L’arte dell’essere DJ non sta nel mixare due dischi. Quello è un tecnicismo necessario. Bisogna farli viaggiare, fargli dimenticare il mondo in cui vivono ed iniettarli in una dimensione nuova. Questa dimensione deve crearla chi ha le mani sul mixer.

Ebbene, nonostante al tempo l’intervento di Fidelfatti mi avesse lasciato abbastanza apatico, ho ripescato questa frase e trovo che rispecchi perfettamente anche il mio pensiero a riguardo.
E’ vero che per moltissime persone (e anche per moltissimi addetti ai lavori) chi sta in consolle non è altro che colui che passa da un disco all’altro cercando di fare in modo che la pista non se ne accorga.
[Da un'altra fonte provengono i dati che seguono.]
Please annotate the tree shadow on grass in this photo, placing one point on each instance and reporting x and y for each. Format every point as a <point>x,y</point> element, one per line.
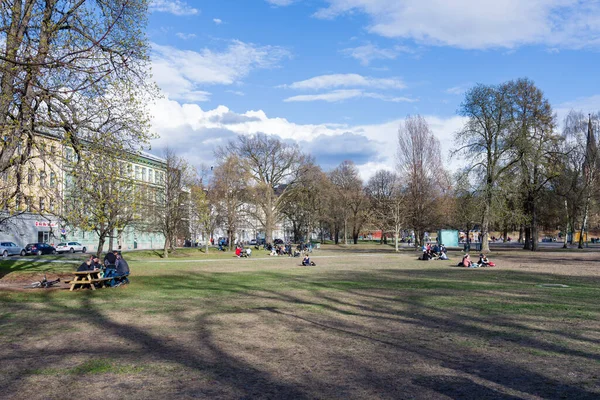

E’ diffusa la credenza che “DJ = colui che mixa i dischi”. Io non sono d’accordo.

Se si utilizza questa definizione, allora il pianista è quello che preme i tasti, e il chitarrista è quello che pinza le corde. L’essere “musicisti” consiste nel comunicare emozioni attraverso la musica. Che poi questa musica derivi da una chitarra, da un pianoforte, o da due piatti non cambia nulla.
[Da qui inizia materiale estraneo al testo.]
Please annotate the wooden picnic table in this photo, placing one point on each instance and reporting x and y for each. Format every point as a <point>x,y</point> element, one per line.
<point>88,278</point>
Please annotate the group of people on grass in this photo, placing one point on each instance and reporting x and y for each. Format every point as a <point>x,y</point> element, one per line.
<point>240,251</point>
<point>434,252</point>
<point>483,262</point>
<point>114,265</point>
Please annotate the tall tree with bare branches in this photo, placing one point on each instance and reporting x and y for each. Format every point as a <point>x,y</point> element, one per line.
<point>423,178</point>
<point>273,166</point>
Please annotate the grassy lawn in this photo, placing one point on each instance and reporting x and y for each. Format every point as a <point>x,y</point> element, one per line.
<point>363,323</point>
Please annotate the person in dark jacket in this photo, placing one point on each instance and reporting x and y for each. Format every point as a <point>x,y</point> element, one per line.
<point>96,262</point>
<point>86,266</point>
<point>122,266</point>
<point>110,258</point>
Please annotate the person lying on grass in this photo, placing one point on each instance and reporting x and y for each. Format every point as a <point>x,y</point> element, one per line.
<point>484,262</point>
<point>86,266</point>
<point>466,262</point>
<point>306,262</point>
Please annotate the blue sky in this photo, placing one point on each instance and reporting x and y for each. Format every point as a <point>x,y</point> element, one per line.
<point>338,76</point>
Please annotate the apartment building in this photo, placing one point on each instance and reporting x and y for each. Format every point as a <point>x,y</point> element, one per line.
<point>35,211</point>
Sono soltanto strumenti in mano alla persona. Ora, è contestabile il fatto che spesso i DJ non usino dischi di loro produzione. E quindi? Anche i pezzi composti da altre persone sono strumenti. Spesso una serata buona si distingue da una mediocre non per l’accuratezza dei passaggi, ma per la qualità della selezione. Questo esclude ogni tecnicismo, ogni mixaggio di tipo accademico. Chi è in pista lo sente. Alza le mani. Canta, urla, salta. Queste sono emozioni, e le emozioni non sono date da un tecnico ma da un artista.